This PR includes numerous (too many?) changes, mainly because they are somewhat interdependent. I can try to dice it up into several PRs if necessary.
Replace all instances of "RuntimeException" with either GrCUDAException or GrCUDAInternalException, so that all thrown exceptions are proper TruffleException instances.
Export the namespaces into the polyglot namespace (eval("grcuda","") will obtain the root namespace), this allows TAB completion in, e.g., Python.
Add a "mockup" mode that doesn't load CUDA libraries and that can be used for testing basic DeviceArray access functionality.
A skeleton for cuBLAS support (similar to cuML).

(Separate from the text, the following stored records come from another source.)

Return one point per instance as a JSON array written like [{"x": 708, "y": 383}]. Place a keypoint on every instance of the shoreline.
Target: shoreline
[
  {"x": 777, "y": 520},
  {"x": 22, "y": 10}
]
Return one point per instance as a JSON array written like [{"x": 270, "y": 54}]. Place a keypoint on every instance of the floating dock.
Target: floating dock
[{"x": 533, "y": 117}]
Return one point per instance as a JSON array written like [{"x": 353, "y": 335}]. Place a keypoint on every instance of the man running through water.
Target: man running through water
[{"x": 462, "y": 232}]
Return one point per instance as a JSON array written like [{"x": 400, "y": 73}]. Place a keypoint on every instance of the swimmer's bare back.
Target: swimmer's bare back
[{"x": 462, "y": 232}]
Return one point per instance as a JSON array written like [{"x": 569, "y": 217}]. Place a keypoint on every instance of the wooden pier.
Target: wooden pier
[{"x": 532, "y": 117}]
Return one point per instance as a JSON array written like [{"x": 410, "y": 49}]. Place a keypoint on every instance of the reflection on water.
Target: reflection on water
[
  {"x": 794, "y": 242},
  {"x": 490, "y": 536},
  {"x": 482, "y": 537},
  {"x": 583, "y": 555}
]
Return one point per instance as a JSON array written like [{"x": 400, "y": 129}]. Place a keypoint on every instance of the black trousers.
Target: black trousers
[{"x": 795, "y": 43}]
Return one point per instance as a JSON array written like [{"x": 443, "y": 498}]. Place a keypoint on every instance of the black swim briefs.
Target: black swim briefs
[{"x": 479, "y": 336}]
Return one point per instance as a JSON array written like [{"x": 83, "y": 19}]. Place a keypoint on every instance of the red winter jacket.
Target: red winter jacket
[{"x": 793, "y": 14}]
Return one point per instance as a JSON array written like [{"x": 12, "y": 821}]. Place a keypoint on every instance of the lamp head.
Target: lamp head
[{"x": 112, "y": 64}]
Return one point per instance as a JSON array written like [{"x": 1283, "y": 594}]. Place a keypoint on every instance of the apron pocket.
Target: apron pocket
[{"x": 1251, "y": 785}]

A function to map from an existing array to a DeviceArray (MapDeviceArrayFunction). This function uses Truffle LoopNode to allow on stack replacement, i.e., fast execution even for the first call.
Versions of DeviceArrayFunction and MapDeviceArrayFunction that are curried with the type (TypedDeviceArrayFunction, TypedMapDeviceArrayFunction).
An initial version of the argument mapping and object shredding functionality.
Some refactorings to simplify the code in CUDARuntime.
Use Truffle options system to allow for "--grcuda.Xyz" style options.
cuBLAS/cuML libraries are only loaded when the first function is called, and they are now enabled by default.
Remove usage of deprecated "parse" API in CUDARuntime.
This PR includes numerous (too many?) changes, mainly because they are somewhat interdependent. I can try to dice it up into several PRs if necessary.
I'm looking forward to comments/feedback/...!